I’m not sure how to interpret this, except perhaps that Philip just means that it’s less important to become rich in SL than to actually create compelling content. But he goes on saying that they will look closely at some metrics: “We will set up many needles around that. / To watch the success of virtual content creators.” Ok so far. A concrete measure for that: fixing Search. He goes on explaining that he’s aware that Search doesn’t work, he has increased the size of the team working on the fixes, and he’s aware that a broken Search means less sales. All this is a very good sign: he’s aligned with content creators’ needs and has been listening to the thousands of complains about the broken Search.

He also points out a lot of things related to the economy. It’s not just the Search that has to be simpler, it’s the whole shopping experience. If you find something in-world, you should be able to try it before you buy it (the mind boggles at how that is going to be implemented!). Delivery of boxes with content, which have been the only way to sell content grouped together for years (well, that and selling folders with inventory), makes things complicated for casual buyers and new users, as you have to rez the boxes first to extract the content. Somehow this is going to be fixed too. Somehow it will be related to the Marketplace (which is not going away, but it won’t replace in-world shops either). Somehow it’s all related to this economy that Philip calls “bigger than shops and XStreetSL”.

The first hour experience

Philip has not forgotten M Linden’s goal to make the first hour experience much better. However, he adds a twist: “it’s not about learning the interface / it’s about getting them to people and experiences beyond welcome / a link to Destination Guide or search on the web should be the starting point for new users”. Now we’re talking! Somehow, new users have to come in-world and immediately get immersed into places they like and talk to people with whom they will feel an immediate affinity. How exactly this will be done is anyone’s guess; I already made my own suggestions 🙂

Bye-bye, SL Enterprise?

Well, not exactly. The difference is that there will not be a special team just developing things for the enterprise market, but all efforts will be to improve the experience to all users, not just a few of them, with “special corporate projects”. I sensed here some criticism aimed to the previous CEO: resources were pooled to develop SL Enterprise, which could have been used otherwise in ways that would benefit us all.
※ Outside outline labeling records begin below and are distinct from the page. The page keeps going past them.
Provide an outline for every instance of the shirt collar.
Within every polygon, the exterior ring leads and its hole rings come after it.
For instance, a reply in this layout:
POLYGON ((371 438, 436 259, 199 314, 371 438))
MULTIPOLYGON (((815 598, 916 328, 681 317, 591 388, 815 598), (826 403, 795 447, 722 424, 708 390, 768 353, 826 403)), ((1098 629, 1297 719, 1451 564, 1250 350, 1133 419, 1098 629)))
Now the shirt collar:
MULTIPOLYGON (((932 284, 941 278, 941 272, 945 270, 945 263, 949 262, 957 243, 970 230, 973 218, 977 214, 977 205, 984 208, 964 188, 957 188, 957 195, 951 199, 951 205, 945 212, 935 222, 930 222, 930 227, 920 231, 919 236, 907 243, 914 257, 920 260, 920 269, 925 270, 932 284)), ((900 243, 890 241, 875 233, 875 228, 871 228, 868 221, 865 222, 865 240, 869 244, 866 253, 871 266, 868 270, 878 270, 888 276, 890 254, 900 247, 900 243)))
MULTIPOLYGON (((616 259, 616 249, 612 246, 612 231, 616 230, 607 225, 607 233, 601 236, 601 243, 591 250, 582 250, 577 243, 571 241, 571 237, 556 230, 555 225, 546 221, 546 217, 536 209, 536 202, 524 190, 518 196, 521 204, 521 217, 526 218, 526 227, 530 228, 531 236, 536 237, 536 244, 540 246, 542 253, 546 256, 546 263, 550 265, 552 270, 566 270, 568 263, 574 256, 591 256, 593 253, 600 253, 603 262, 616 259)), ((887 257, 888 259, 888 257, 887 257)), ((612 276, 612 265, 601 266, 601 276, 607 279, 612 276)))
An example that speaks to a broad point, SL Enterprise, we don’t know who is using SL.
We think it is used by educators, those casual users, by people at work.
What we do with SLE is we’re working toward focus on core user experience that affects all users.
Educators and business are affected by lag, we have to hit those first
We’re stopping work on things that don’t impact all users.
In SLE, we’re not trying to move away from use at work, but we aren’t going to work on deploy behind fire wall.
We will work to support them on the main grid.

So this is a small twist; on his latest blog, Philip promised that he would not be abandoning business and educators, like many (yours truly included!) incorrectly assumed. What they are going to do is not to differentiate between users: all projects will either benefit all types of users (residential, corporate, educational), or they won’t even be started. In practice this means that the focus is back on Second Life the virtual world, and not necessarily Second Life the nice VW platform that can be used by others for their special requirements.